I1 dipinto proviene dalla chiesa di S. Pietro Apostolo a S. Vito, frazione del comune di Valle Castellana, alle pendici della Montagna dei Fiori, in provincia di Teramo ma a pochi chilometri da Ascoli. La presenza dell'opera sull'altare maggiore dedicato al santo titolare della chiesa è documentata fin dal XVII secolo nelle visite pastorali e nelle relazioni ottocentesche della parrocchia di S. Vito. L'opera subì gravi danni quando nel 1861 compagnie della Guardia Nazionale ascolana e soldati piemontesi, giunti in zona per reprimere il brigantaggio, si accamparono nella chiesa. A causa del cattivo stato dell'opera, il sovrintendente alle Gallerie del Lazio e dell'Abruzzo offrì nel 1916 la custodia del dipinto, insieme all'altro trittico di Crivelli della vicina chiesa di S. Maria Assunta, alla Pinacoteca di Ascoli, dove i dipinti dovevano essere restaurati. Dopo il restauro, che avvenne poi a Roma nel 1918, il trittico tornò nella Pinacoteca ascolana, dove si trova tuttora.

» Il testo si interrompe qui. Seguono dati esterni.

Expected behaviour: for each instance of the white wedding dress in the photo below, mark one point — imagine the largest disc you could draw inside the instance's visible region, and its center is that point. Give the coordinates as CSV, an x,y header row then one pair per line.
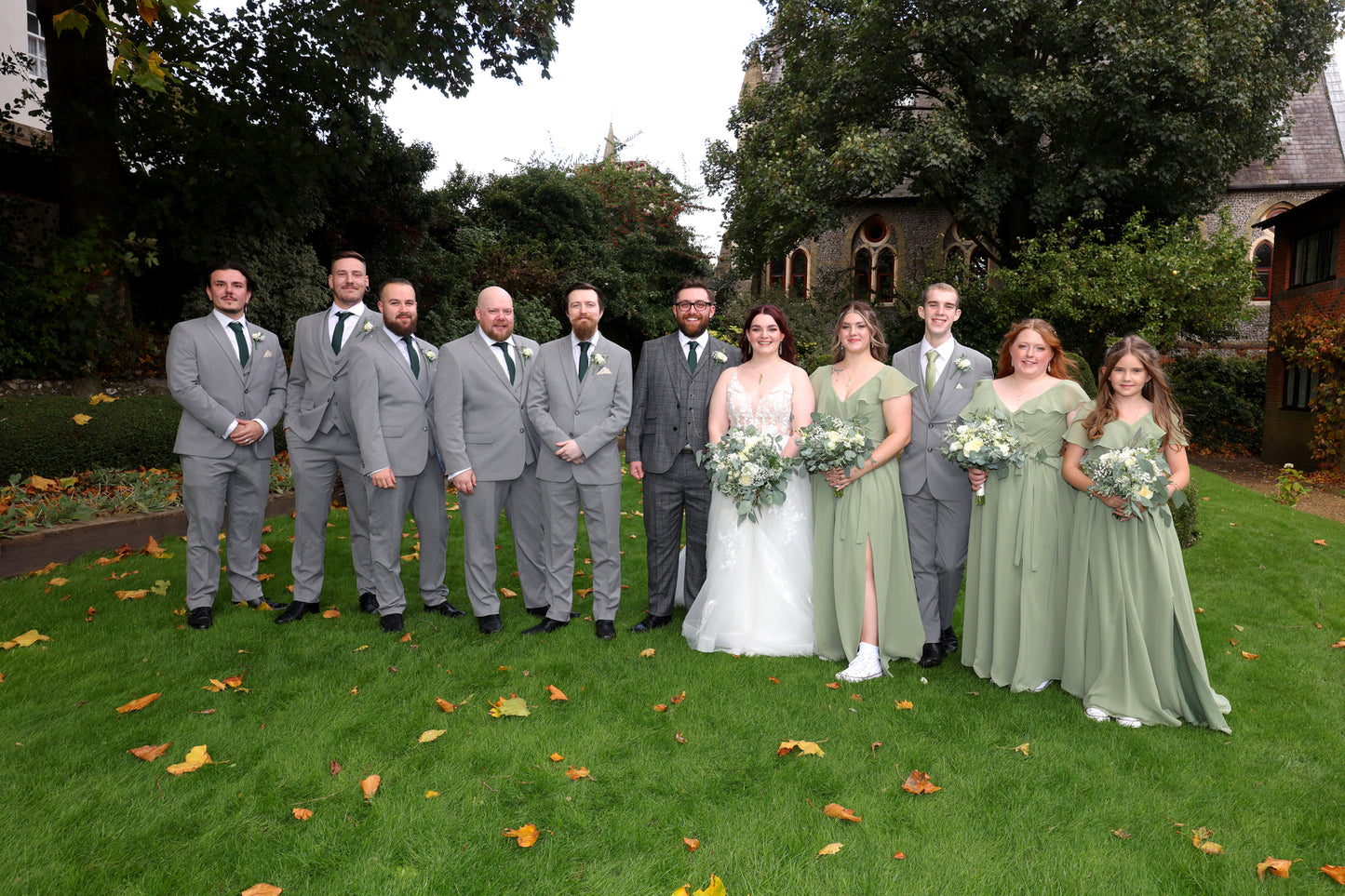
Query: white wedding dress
x,y
758,594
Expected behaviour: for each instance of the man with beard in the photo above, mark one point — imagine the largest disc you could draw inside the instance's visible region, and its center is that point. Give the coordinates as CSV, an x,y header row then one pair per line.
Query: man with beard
x,y
322,437
580,401
490,451
668,424
392,393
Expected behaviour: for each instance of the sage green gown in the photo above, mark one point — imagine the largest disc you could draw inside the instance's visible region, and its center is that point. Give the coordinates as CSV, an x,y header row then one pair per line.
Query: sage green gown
x,y
869,512
1131,643
1013,627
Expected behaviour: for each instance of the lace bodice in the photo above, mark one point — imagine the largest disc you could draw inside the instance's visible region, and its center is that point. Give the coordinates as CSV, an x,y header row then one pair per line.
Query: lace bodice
x,y
773,415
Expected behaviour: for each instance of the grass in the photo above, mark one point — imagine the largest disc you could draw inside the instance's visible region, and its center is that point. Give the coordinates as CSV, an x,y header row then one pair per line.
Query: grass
x,y
87,817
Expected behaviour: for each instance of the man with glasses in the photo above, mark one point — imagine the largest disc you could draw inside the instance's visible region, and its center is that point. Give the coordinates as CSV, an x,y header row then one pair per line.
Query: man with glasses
x,y
668,424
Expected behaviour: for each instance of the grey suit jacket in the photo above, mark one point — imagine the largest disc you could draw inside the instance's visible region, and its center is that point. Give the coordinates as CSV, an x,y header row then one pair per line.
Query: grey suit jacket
x,y
314,403
671,405
592,413
921,461
392,409
206,380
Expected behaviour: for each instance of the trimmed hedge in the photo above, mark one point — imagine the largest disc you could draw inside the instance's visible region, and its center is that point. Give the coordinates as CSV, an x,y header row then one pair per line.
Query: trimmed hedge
x,y
38,435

Nel pannello centrale è raffigurata la Vergine in trono col Bambino. In basso, a destra e a sinistra del trono, sono rappresentati dei piccoli fedeli oranti, forse i committenti dell'opera. A lato della Vergine si vedono a destra, il Beato Giacomo della Marca con i suoi attributi tipici; a sinistra, S. Pietro Martire. Nello scomparto di destra è rappresentato S. Sebastiano, in quello di sinistra S. Pietro Apostolo con i paramenti pontificali. Sul gradino del trono si leggono le lettere ...O...TI, probabilmente tracce della firma di Crivelli.
Il dipinto è molto lacunoso e il pannello centrale quasi completamente illeggibile. I1 suo precario stato di conservazione ha sempre impedito una corretta lettura dell'opera, non da tutti attribuita a Crivelli. Serra considera elemento distintivo dell'artista veneto il frammento col viso della Vergine. Nel 1927 Drey suggerisce per quest'opera il nome di Pietro Alemanno. Per Berenson il trittico è opera di Carlo. Nel 1975 Anna Bovero nota come alcuni elementi quali la mano della Vergine e il nodo della cintura rivelino forti analogie stilistiche con il Polittico di Ascoli. Anche Zampetti assegna l'opera a Crivelli e propone di datarla tra il 1470 e il 1473, così come l'altro trittico di Valle Castellana della Pinacoteca. I due trittici, assieme alla Madonna di Poggio di Bretta, oggi al Museo Diocesano di Ascoli, costituiscono un nucleo di opere che testimonia la prima attività di Crivelli in Ascoli, precedente l'esecuzione del Polittico del Duomo.
La figura meglio conservata del trittico è quella di S. Giacomo della Marca. Secondo Pulcinelli si tratta della vera immagine del santo di Monteprandone. Lo studioso ipotizza che Crivelli abbia conosciuto S. Giacomo (che morirà nel 1476) e che quindi il dipinto sia molto vicino alle fattezze del santo, che è tra i predicatori francescani più rappresentati nella seconda metà del Quattrocento insieme a S. Bernardino da Siena, col quale viene spesso confuso. Crivelli tornerà altre volte su questo soggetto, come nella tavola proveniente dalla chiesa dell'Annunziata di Ascoli, firmata e datata 1477, oggi al Louvre, e nella Consegna delle chiavi, proveniente da Camerino e oggi a Berlino.
Dopo il primo restauro del 1918, il trittico venne restaurato nuovamente nel 1926. Subì successivamente un nuovo restauro da parte del pittore ascolano Pio Nardini, che intervenne sulla tavola ridipingendola in molte parti. Il recente restauro del 1992 ha asportato le vaste ridipinture del Nárdini, permettendo una giusta lettura del dipinto. La cifra stilistica di Crivelli appare oggi, seppure tra la vastità delle lacune, in tutta la sua raffinatezza. La pulitura ha evidenziato nella cuspide, a destra dell'Eterno, due teste di angioletti, molto vicini stilisticamente a quelli della Madonna del Latte del Museo Parrocchiale di Corridonia, che secondo Zampetti prelude al polittico di Ascoli del 1473.